I have dreams of painting my studio, removing the florescent lighting, the ceiling fan that I can never use for fear of glitter, embossing powder, gold leaf, paper, and miscellaneous art supplies floating around my room.  Patience…because my studio also houses the laundry, sewing center, and the dog crate.  It will probably be last on the remodel list after the guest bathroom gut, and two upstairs bathroom remodels, but both of these will come after the kitchen.
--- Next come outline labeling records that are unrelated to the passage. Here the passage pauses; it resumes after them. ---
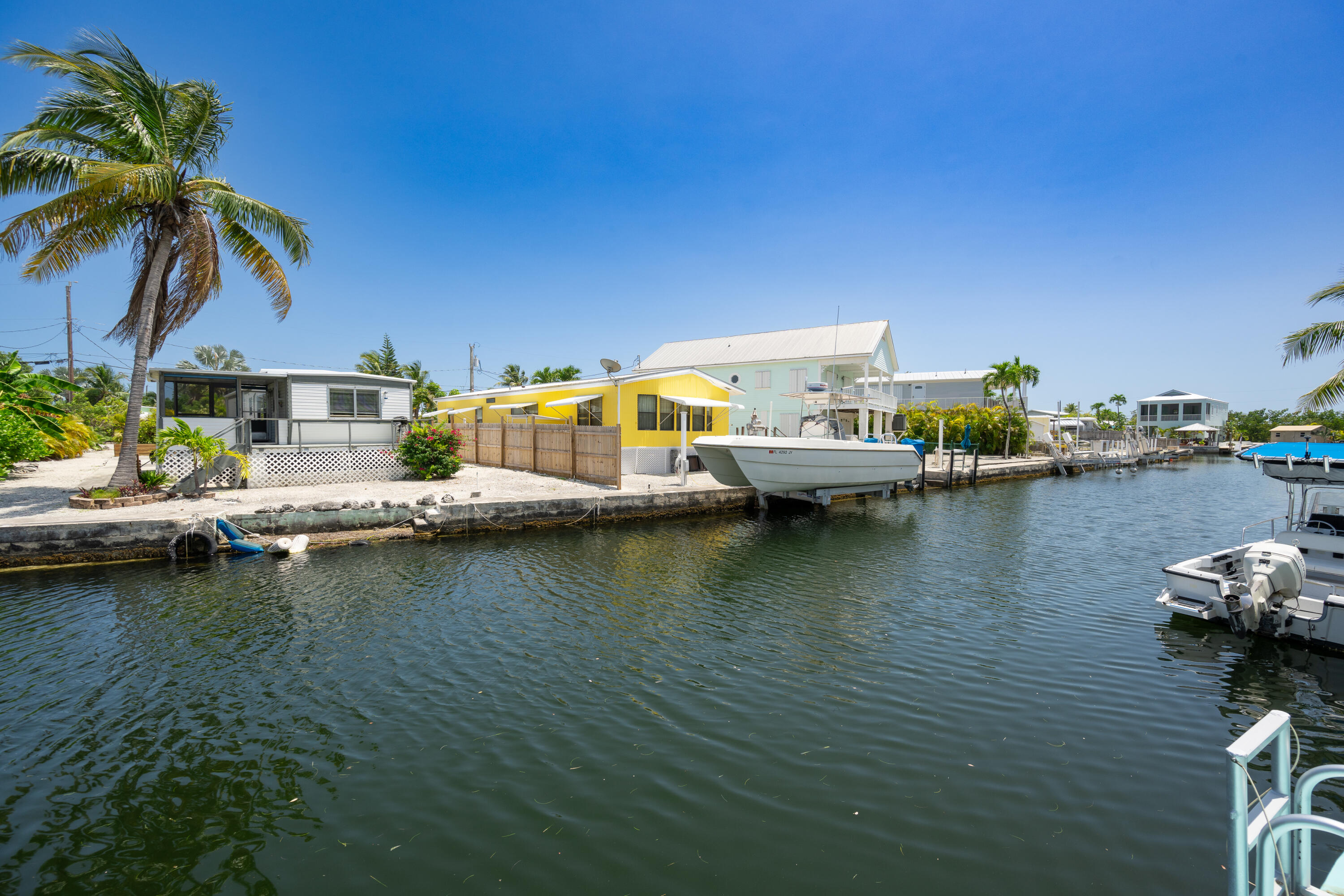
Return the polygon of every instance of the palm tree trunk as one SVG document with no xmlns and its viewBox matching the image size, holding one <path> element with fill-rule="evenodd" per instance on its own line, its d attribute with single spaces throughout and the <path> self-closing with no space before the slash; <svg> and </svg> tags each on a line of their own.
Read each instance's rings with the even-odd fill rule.
<svg viewBox="0 0 1344 896">
<path fill-rule="evenodd" d="M 1012 450 L 1012 408 L 1008 407 L 1008 390 L 1001 390 L 1000 395 L 1004 399 L 1004 459 L 1007 461 Z"/>
<path fill-rule="evenodd" d="M 172 254 L 173 231 L 164 227 L 149 262 L 149 278 L 140 297 L 140 322 L 136 326 L 136 360 L 130 368 L 130 394 L 126 395 L 126 426 L 121 431 L 121 455 L 117 470 L 108 484 L 112 488 L 132 485 L 140 480 L 136 469 L 136 443 L 140 442 L 140 406 L 145 392 L 145 371 L 149 368 L 149 351 L 153 345 L 155 310 L 159 306 L 159 285 L 163 282 L 164 267 Z"/>
</svg>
The kitchen.  We are back for the third and final update and this time we are gutting it.  New floors, undecided on engineered or laminate but we like the darker colors but not as dark as ebony.   What we pick for the kitchen will be installed in the entry, pantry, kitchen, sitting area off the kitchen, and the living room so it has a smooth continuous flow throughout the downstairs.  White two inch by four inch ceramic subway tiles for the backsplash with an accent row of white glass, and stone seven eights inch mosaic tiles and then running these small mosaic tiles up and around the window.  We are going with a black or dark grey grout for the tiles to give it a contemporary look.

The new stainless steel thirty-one cubic foot LG  French door refrigerator, thirty inch stainless GE double ovens, thirty six inch pro style natural gas six burner slide in stainless steel cook top by Hypotheory, and stainless steel inside/outside tall tub dishwasher are all sitting in the garage waiting for the project to begin.  The new thirty-three inch double bowl stainless steel sink has been chosen, the pro style pull down chrome faucet, and one horse power garbage disposal have been selected and will be ordered shortly.  Making the decision on the stainless over the range hood and the new thirteen gallon stainless trash can will be made within days. 
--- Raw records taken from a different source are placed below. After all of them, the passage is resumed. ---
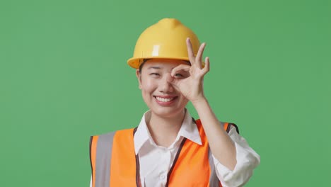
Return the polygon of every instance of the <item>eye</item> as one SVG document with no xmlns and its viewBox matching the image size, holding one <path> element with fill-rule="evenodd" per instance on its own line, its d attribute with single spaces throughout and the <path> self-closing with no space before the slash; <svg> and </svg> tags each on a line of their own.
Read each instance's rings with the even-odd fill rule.
<svg viewBox="0 0 331 187">
<path fill-rule="evenodd" d="M 182 74 L 175 74 L 175 76 L 181 78 L 181 77 L 183 77 L 184 76 L 183 76 Z"/>
<path fill-rule="evenodd" d="M 151 75 L 151 76 L 160 76 L 160 74 L 158 74 L 158 73 L 151 73 L 151 74 L 149 74 Z"/>
</svg>

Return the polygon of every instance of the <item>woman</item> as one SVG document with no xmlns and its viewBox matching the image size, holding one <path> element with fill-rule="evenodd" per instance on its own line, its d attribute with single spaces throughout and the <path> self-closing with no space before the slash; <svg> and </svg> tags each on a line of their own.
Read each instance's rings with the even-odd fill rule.
<svg viewBox="0 0 331 187">
<path fill-rule="evenodd" d="M 186 40 L 186 42 L 185 42 Z M 91 186 L 240 186 L 260 157 L 204 96 L 206 44 L 176 19 L 145 30 L 128 64 L 149 108 L 136 128 L 91 137 Z M 199 120 L 185 108 L 190 101 Z"/>
</svg>

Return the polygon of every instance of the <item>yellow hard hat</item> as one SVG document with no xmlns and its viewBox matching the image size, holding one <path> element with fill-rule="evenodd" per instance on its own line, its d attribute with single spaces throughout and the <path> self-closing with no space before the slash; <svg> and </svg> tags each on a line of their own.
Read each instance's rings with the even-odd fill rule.
<svg viewBox="0 0 331 187">
<path fill-rule="evenodd" d="M 193 31 L 174 18 L 164 18 L 146 28 L 139 36 L 134 55 L 127 61 L 139 69 L 146 59 L 175 59 L 189 61 L 186 39 L 190 38 L 194 55 L 200 42 Z"/>
</svg>

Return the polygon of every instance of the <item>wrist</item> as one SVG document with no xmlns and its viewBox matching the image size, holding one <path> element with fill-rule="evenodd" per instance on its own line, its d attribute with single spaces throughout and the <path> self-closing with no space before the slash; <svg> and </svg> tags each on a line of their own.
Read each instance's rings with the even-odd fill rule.
<svg viewBox="0 0 331 187">
<path fill-rule="evenodd" d="M 191 103 L 195 108 L 201 106 L 202 105 L 208 105 L 208 101 L 204 96 L 201 96 L 194 100 L 192 100 Z"/>
</svg>

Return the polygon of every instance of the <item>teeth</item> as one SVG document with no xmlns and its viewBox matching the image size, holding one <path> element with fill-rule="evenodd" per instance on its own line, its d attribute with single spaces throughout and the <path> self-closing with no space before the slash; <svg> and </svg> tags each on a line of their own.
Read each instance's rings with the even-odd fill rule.
<svg viewBox="0 0 331 187">
<path fill-rule="evenodd" d="M 161 98 L 161 97 L 156 97 L 156 99 L 162 101 L 162 102 L 170 102 L 172 101 L 174 98 Z"/>
</svg>

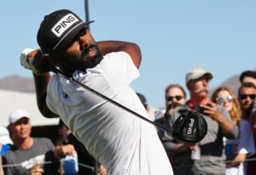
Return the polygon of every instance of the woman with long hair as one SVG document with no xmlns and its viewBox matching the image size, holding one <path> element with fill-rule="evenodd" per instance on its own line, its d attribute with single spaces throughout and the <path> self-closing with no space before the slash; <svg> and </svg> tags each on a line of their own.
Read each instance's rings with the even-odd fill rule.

The thirty inch high kitchen island will have a new butcher block top.  Everyone asks why I like this shorter cabinet and the answer is easy.  When I am rolling dough or mixing by hand it is less stress on the shoulders to have my arms in a downward position than chest level.  I can put all my strength into rolling out and cutting twenty four dozen cookie with no problem.  Countertop material for the rest of the counters is undecided.  We thought about butcher block on everything, but the contractors and cabinet builders are all against it, even though I am seeing it in high end designer homes and remodels on HGTV.  I guess we will have to check the options on wood, laminate, and granite, keeping in mind our budget.

The budget has to include forty-eight feet of lower cabinets and twenty-seven feet of upper cabinets.  The cabinets include the kitchen and galley pantry that is semi open to the kitchen.  We are losing a small amount of cabinets in a slight change to the kitchen layout but gaining a small amount when we remove a non load bearing wall and add cabinets  to a wall that looks like they ran out of cabinets when the house was built.  The cabinets to the side of the ovens will be designed to have frosted glass in the center cabinets and the side cabinets will drop all the way to the cabinet counter to give it more of furniture cabinet look than another bank of cabinets. 
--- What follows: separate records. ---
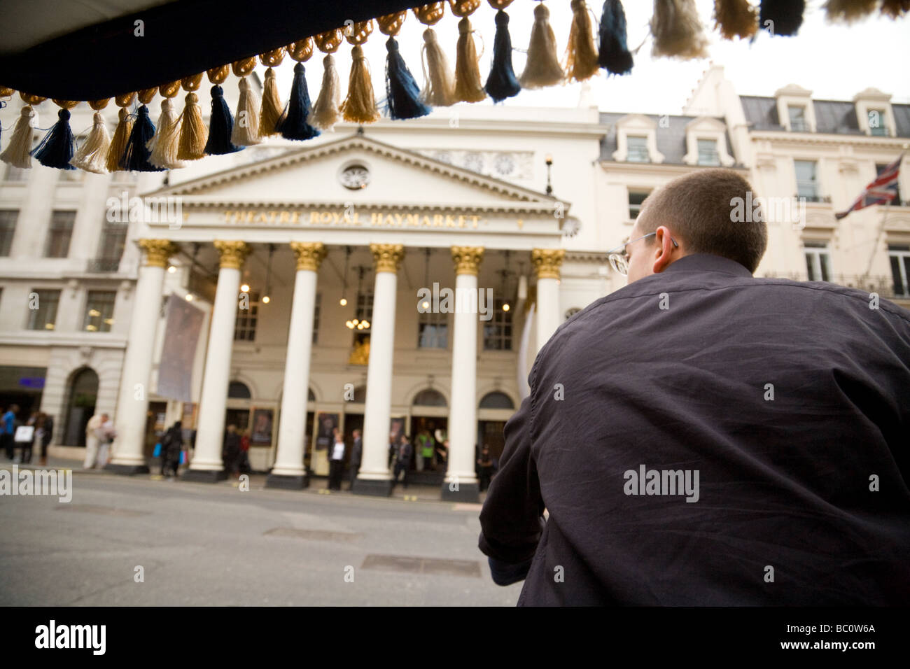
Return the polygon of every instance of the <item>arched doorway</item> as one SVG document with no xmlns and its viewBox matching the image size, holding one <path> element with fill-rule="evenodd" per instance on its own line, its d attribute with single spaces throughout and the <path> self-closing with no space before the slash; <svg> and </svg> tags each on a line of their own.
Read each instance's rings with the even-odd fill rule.
<svg viewBox="0 0 910 669">
<path fill-rule="evenodd" d="M 480 399 L 477 421 L 477 443 L 490 447 L 495 460 L 502 455 L 505 436 L 502 433 L 511 414 L 515 412 L 515 403 L 504 392 L 493 390 Z"/>
<path fill-rule="evenodd" d="M 75 371 L 70 377 L 66 402 L 66 430 L 63 443 L 66 446 L 86 447 L 86 425 L 95 414 L 95 402 L 98 397 L 98 375 L 90 367 Z"/>
</svg>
The bids are coming in from contractors and cabinet makers.  The first bid for construction and cabinets was a shocker that left us wondering what we were going to do with those new appliances sitting out in the garage if all the other bids came in with numbers close to theirs.  Bid number two for construction only was within our budget and we have five more bids we are waiting on.  One bid will be for the construction cost only, one for construction and cabinets, and three bids for cabinets only.  We have a catalog for knock down cabinets that would mostly work with a few tweaks if we had to order from them and I haven’t even checked stock cabinets from Lowe’s yet. 

Exciting and nail biting.  Once we start it will take about two months from deconstruction to finished kitchen.  Sheetrock dust, furniture moving, eating off paper plates, using a microwave while living and camping in the middle of a work in progress.